A Dra. Hilary Cass apresentou o seu relatório final e recomendações ao NHS England no seu papel como Presidente da Revisão Independente dos serviços de identidade de género para crianças e jovens.

A Revisão foi encomendada pelo NHS England para fazer recomendações sobre como melhorar os serviços de identidade de género do NHS e garantir que as crianças e jovens que questionam a sua identidade de género ou que sofrem de disforia de género recebam um elevado padrão de cuidados, que satisfaça as suas necessidades e que estejam seguros.

Contexto

A exploração da identidade é um processo completamente natural durante a infância e a adolescência e raramente requer informações clínicas. No entanto, ao longo dos últimos cinco a dez anos, o número de crianças e jovens encaminhados para apoio do NHS em torno da sua identidade de género aumentou rapidamente.

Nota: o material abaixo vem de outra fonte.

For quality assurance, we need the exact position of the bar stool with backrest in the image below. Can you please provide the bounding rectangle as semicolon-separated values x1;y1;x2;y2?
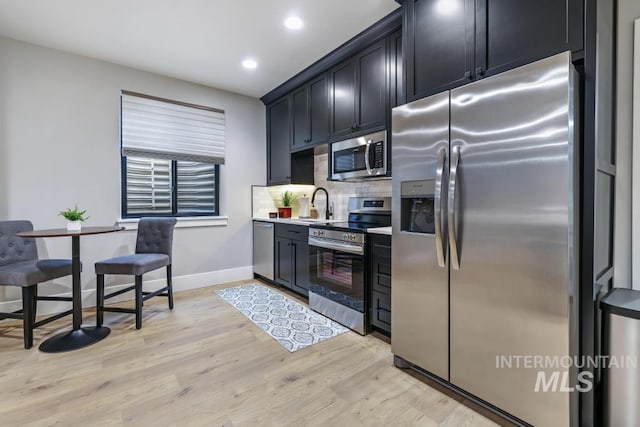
95;218;176;329
0;221;73;349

Como resultado, os jovens esperam vários anos para receber apoio clínico e, durante este período, eles e as suas famílias têm de dar sentido às suas situações individuais, muitas vezes lidando com desafios e convulsões consideráveis.

Tem havido um padrão semelhante noutros países ocidentais, com os médicos a observar não só o aumento do número, mas também uma mudança na combinação de casos de jovens que procuram apoio.

Tem havido muito mais mulheres com registo de nascimento a serem referenciadas na adolescência, marcando uma mudança em relação à coorte que estes serviços têm visto tradicionalmente; isto é, homens com registo de nascimento apresentados na infância, nos quais se baseava a abordagem clínica anterior de atendimento.

Os médicos também observaram que estes jovens muitas vezes tinham outros problemas que tinham de gerir, juntamente com a angústia relacionada com o género.

A Revisão Independente teve como objetivo compreender as razões do crescimento das referenciações e da mudança no mix de casos, e identificar a abordagem clínica e o modelo de serviço que melhor serviria esta população.

Para fornecer uma base de evidências sobre a qual fazer as suas recomendações, a Revisão encomendou à Universidade de York a realização de uma série de revisões sistemáticas independentes das evidências existentes e de novas pesquisas qualitativas e quantitativas para desenvolver a base de evidências.

O Dr. Cass também conduziu um extenso programa de envolvimento com jovens, pais, médicos e outros profissionais associados.

Visão geral das principais descobertas

Não existe uma explicação simples para o aumento do número predominantemente de jovens e jovens adultos que têm uma identidade trans ou diversa de género, mas há um amplo consenso de que é o resultado de uma interação complexa entre fatores biológicos, psicológicos e sociais. Esse equilíbrio de fatores será diferente em cada indivíduo.

Existem pontos de vista conflitantes sobre a abordagem clínica, com as expectativas de cuidados às vezes distantes da prática clínica habitual. Isto fez com que alguns médicos tivessem receio de trabalhar com jovens que questionam o género, apesar da sua apresentação ser semelhante à de muitas crianças e jovens que se apresentam noutros serviços do NHS.

Uma avaliação das diretrizes internacionais para cuidados e tratamento de crianças e jovens com incongruência de género concluiu que nenhuma diretriz única poderia ser aplicada na sua totalidade ao NHS em Inglaterra.

Embora uma quantidade considerável de investigação tenha sido publicada neste campo, revisões sistemáticas de evidências demonstraram a má qualidade dos estudos publicados, o que significa que não existe uma base de evidências fiável sobre a qual se possam tomar decisões clínicas, ou para que as crianças e as suas famílias possam fazer escolhas informadas.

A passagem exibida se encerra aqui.